Дyxless 21 века. Селфи — страница 36 из 48

– Вот, кстати, Вова, тут смешнейший случай имел место, тебе понравится, – говорит Гоша таким тоном, будто мы все это время только и ждали, когда же он вспомнит очередную сногсшибательную историю и поделится ею с нами. – Ангажировали меня, с год назад, провести мероприятие в одном клубе. Место, конечно, странное, но деньги заплатили приличные. Еще название такое дурное… как же… ладно, не суть. В общем, проводил я конкурс двойников известных людей. Ну, знаешь, приходят дебилы, отдаленно напоминающие Филиппа Киркорова или Ленина. Нет, Лениных я не брал, их очень много было, и все старые…

– И? – внезапно оживляется Макс.

– И победил на нем парень – вылитый Вова. Ну просто копия. Даже голос похож.

– Да ты что! – выпускаю дым и отворачиваюсь. Кажется, даже этот случайно встреченный персонаж из прошлого здесь лишь затем, чтобы усилить мой растущий комплекс неполноценности.

– Так я этого парня намедни встретил в «Кофемании». Здороваюсь с ним, а он делает вид, будто не узнает. Сидит такой важный, с лицом уставшей балерины. Я его подколоть решил. Вы, говорю, Владимир Богданов? «Да, – отвечает так надменно, – вам автограф?» Нет, говорю, от вас мне ничего не надо. Я же понимаю, что это был не ты.

– Да, – размышляю вслух, – мы с тобой вроде пару лет не виделись.

– Дело даже не в этом. Когда он на конкурсе двойников выступал, у него татуировка была на левой руке. А в тот раз, что я его видел – на этом месте белое пятно. Свел значит.

– Интересная какая история. Ты зайди под козырек. – Макс берет Гошу за плечо и вытаскивает из-под дождя.

– Это я к чему, Макс? Вот ты говоришь, люди меняются. Нормальные люди, как вы, они никогда не меняются. А тут человек сраный конкурс двойников выиграл, и такое чудесное преображение. Вот…

– Вот, – на автомате повторяю я.

– А как давно ты его видел? – Макс смотрит на него крайне заинтересованно.

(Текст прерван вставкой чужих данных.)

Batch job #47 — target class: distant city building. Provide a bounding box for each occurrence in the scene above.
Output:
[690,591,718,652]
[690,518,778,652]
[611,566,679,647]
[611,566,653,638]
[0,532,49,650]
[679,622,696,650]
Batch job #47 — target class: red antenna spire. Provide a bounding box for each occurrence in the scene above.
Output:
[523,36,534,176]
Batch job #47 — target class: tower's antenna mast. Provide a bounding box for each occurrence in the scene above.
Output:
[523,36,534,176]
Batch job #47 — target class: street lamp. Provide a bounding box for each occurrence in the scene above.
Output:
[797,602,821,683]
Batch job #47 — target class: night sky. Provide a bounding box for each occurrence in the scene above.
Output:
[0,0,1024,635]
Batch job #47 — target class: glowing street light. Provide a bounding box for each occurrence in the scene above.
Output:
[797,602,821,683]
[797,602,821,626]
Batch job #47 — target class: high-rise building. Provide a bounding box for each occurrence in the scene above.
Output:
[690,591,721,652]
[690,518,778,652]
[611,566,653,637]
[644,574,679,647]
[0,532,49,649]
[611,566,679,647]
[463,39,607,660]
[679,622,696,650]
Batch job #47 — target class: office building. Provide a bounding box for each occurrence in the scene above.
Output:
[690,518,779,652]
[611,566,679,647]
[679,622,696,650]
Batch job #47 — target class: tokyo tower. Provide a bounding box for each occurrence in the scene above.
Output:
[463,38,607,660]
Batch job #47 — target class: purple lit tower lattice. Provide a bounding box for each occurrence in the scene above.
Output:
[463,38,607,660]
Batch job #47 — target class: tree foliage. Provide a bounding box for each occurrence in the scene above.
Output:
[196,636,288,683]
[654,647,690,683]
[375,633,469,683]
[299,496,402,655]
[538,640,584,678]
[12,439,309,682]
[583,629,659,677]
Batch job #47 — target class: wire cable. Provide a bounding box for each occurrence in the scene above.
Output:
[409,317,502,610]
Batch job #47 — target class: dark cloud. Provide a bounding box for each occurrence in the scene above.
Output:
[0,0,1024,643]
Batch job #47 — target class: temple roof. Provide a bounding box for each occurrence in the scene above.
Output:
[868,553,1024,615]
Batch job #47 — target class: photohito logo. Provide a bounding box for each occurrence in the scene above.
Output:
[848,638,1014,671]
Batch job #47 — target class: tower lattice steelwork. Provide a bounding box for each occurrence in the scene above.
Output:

– Да буквально неделю назад.

– Смешно, – хмыкаю, – очень смешно!

– Вспомнил! – взвизгивает Гоша. – Самое главное!

– Что?

– Как место называлось, где я конкурс вел. «Суриков-холл». Говорю же, дурное название.

– Почему дурное-то? Имени великого русского художника.

– Я вот тоже так думал. А оказалось, оно так называется, потому что какому-то Сурику принадлежит!

Мы дружно ржем. Обстановка разряжается.

– Парни, может, вы все-таки флаеры возьмете, а? Придете, посидим как раньше. Я вам скидку на бар организую.

– Макс, бери флаеры, – принимаю я бумажки. – Гоша верное дело предлагает.

– Спасибо, парни. Можно еще у вас тыщу стрельнуть? Сразу предупреждаю: видимо, не отдам.

– Какие разговоры! – устало кивает Макс и лезет в карман за купюрой. – Ты телефон свой оставь, чтоб было кому набрать, когда в бар твой придем.

– Это легко, – и Гоша диктует номер.


– Интересная история, – бросает Макс, когда мы возвращаемся за стол.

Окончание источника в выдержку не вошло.